When I was 18 I started drinking heavily. It was a problematic time for me – I had very distressing years behind me and ended up in a crappy situation where I was dealing with family issues, a suicidal girlfriend and falling behind badly in school. Alcohol allowed me to relax, unwind and not worry about things or having to face them.
Looking back, I have no idea how I managed to keep my habit concealed for such a long time. I guess it’s true that addicts becomes extremely skilled at doing that. I was either drunk or planning on when I could get drunk again. Location and time didn’t matter. I could be drunk at school. At a relatives birthday party. Among friends or on my own. Day or night. Things got pretty bad for a while. I didn’t have enough money so I resorted to drinking some of the nastiest most revolting stuff you could ever imagine. But hey I didn’t care as long as it got me loaded.
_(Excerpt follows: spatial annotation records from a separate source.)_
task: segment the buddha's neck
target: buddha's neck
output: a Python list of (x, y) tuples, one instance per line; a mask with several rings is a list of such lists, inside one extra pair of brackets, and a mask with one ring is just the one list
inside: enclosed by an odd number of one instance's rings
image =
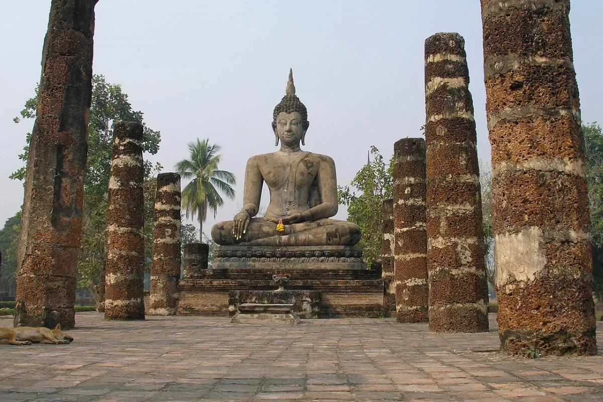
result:
[(285, 154), (292, 154), (295, 152), (299, 152), (302, 150), (300, 148), (299, 144), (295, 144), (294, 145), (285, 145), (285, 144), (280, 145), (280, 152), (284, 152)]

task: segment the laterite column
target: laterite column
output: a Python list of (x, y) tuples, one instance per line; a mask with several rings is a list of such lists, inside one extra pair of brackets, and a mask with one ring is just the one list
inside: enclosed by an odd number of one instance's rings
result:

A few times I even feared dying from it. If you have a high tolerance and push yourself into drinking past the stage where you would usually pass out, eventually everything starts slipping away from you. It gets harder to breathe and in my case, a strong sensation that if I fell asleep I wouldn’t wake up again. It was an awful night but I managed to keep myself awake through extreme measures until I finally felt it was safe to pass out.
I think most of the people that resorts to drinking and doing drugs wouldn’t have had to in the first place had things been different. If there hadn’t been so much on my plate to deal with. If I had have more supportive people around me. Someone to sit down & talk to me. Or just give me a hug. The substance is the only thing you can trust will be there for you but at the same time it’s also your archenemy.
Eventually someone did find out to what extent I was hooked on the stuff and had a long hard talk with me. It opened my eyes and gave me the strength to quit. I was fortunate in ways for my withdrawal was never that bad and neither did I feel much of an urge to start drinking again. I abstained from drinking or using any pills (I had also had some pills prescribed like xanax etc). During that time my mentality around these sorts of things really changed. I appreciated being sober and experiencing life to the fullest extent instead of walking around in some haze.
I think that mentality change is what has kept me on the right track throughout this time and up until now, almost 7 years later, without a single relapse. I can drink occassionally and take meds as required but that’s it. I don’t ever want to fall back into those habits again. Still, as much as I trust myself, I also realize it is wise to tread carefully around these sorts of things. Like many other ex-addicts can probably agree with, alcohol and drugs has a dark dangerous allure to them. In fact everyone should really be careful regardless of if you have a past history with that stuff or not.